Neither the government plans nor the candidates for congress demonstrated that they have projects that would bring clear success. It’s even more worrying that the candidates, once they earn a legislative seat for the province, have few ideas or limit themselves to saying that they will follow the plan that “Mr. President” presents to congress.

Some of them haven’t even reviewed in depth the new water bill, a bill that is indispensable for Guanacaste. All of them, however, mentioned water and its infrastructure as one of the “real” and most important problems in the region.

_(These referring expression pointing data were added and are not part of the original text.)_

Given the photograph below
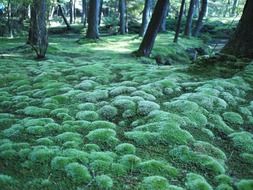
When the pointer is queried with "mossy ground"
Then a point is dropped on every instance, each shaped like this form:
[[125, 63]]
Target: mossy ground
[[162, 126]]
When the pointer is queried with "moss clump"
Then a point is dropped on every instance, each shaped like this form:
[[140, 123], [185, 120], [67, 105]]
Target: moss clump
[[245, 184], [78, 173], [243, 141], [36, 111], [155, 167], [145, 107], [104, 182], [195, 181], [125, 148], [154, 183], [87, 115], [233, 118], [103, 136], [130, 161], [108, 112], [59, 162]]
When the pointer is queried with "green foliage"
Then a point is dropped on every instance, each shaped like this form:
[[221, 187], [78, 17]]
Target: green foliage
[[78, 173], [154, 183]]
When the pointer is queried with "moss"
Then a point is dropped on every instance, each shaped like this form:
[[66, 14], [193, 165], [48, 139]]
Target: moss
[[87, 106], [87, 115], [60, 162], [108, 112], [155, 167], [154, 183], [78, 173], [233, 118], [130, 161], [245, 184], [104, 182], [125, 148], [36, 111], [243, 141], [145, 107], [103, 136], [195, 181]]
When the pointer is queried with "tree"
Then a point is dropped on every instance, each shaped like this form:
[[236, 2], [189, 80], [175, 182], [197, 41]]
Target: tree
[[179, 20], [148, 41], [147, 11], [93, 19], [188, 25], [38, 28], [202, 14], [241, 44], [122, 12]]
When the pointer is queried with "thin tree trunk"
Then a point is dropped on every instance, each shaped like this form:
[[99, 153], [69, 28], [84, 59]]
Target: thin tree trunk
[[148, 41], [202, 14], [146, 16], [188, 26], [179, 21], [122, 12], [93, 19], [241, 44]]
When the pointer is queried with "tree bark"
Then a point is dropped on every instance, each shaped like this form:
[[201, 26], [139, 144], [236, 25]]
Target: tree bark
[[188, 25], [153, 28], [122, 12], [93, 19], [202, 14], [147, 11], [179, 21], [241, 44]]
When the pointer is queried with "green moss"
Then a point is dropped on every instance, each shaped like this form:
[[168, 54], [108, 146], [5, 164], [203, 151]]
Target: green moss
[[104, 182], [87, 115], [195, 181], [78, 173], [125, 148], [233, 118], [243, 141], [155, 167], [103, 136], [36, 111], [245, 184], [108, 112], [154, 183]]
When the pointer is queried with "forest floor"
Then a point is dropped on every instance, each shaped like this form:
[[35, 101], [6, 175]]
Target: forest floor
[[92, 116]]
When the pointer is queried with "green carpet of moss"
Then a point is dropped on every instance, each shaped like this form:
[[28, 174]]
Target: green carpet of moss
[[91, 116]]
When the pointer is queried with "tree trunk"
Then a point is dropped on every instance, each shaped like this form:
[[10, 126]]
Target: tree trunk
[[153, 28], [84, 12], [122, 12], [202, 14], [188, 25], [164, 19], [38, 26], [179, 21], [241, 44], [146, 16], [93, 19], [62, 15]]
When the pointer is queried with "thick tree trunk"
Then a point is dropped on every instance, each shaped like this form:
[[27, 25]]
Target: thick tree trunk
[[93, 19], [146, 16], [202, 14], [39, 28], [84, 12], [62, 15], [164, 19], [179, 20], [122, 12], [153, 28], [241, 44], [188, 25]]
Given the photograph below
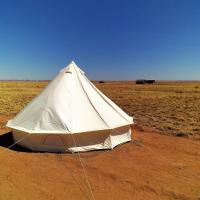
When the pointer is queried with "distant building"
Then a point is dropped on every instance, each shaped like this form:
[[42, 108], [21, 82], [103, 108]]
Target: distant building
[[140, 81], [143, 81]]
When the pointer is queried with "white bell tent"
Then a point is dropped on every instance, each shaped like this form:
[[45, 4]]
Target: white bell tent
[[71, 114]]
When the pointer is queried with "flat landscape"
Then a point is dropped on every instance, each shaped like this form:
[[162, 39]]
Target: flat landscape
[[162, 161]]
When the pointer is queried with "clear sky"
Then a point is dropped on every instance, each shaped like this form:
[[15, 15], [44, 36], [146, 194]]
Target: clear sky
[[108, 39]]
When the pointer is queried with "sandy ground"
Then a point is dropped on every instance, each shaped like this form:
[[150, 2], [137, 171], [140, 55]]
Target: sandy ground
[[152, 166]]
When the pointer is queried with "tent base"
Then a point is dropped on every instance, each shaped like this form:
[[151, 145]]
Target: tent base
[[79, 142]]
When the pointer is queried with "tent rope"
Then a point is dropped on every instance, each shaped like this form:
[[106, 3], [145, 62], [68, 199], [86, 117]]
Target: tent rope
[[84, 169]]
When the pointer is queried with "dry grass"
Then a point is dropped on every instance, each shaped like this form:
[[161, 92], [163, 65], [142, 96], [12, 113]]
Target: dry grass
[[165, 107], [152, 166]]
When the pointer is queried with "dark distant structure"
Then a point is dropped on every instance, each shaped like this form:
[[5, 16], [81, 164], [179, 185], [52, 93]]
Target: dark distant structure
[[143, 81], [140, 81], [150, 81]]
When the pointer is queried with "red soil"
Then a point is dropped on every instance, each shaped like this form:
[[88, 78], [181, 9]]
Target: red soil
[[151, 167]]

Another demand that us Guanacastecans should make of our future lawmakers and members of government is that they invest in ways to decrease domestic violence in Guanacaste and other surrounding provinces. None of the congressional candidates mentioned violence against women as one of the real problems the province faces, even when here the rate of violence against women is 38% higher than the average of the rest of the country.

We applaud the plans to help women find work, the regionalization of public education that the candidates propose and the scholarships for students, but we need proposals that reflect knowledge of the province’s key indicators. While we are all Costa Rican, we have peculiarities and it is urgent that they are attended to as they should be: with concrete proposals.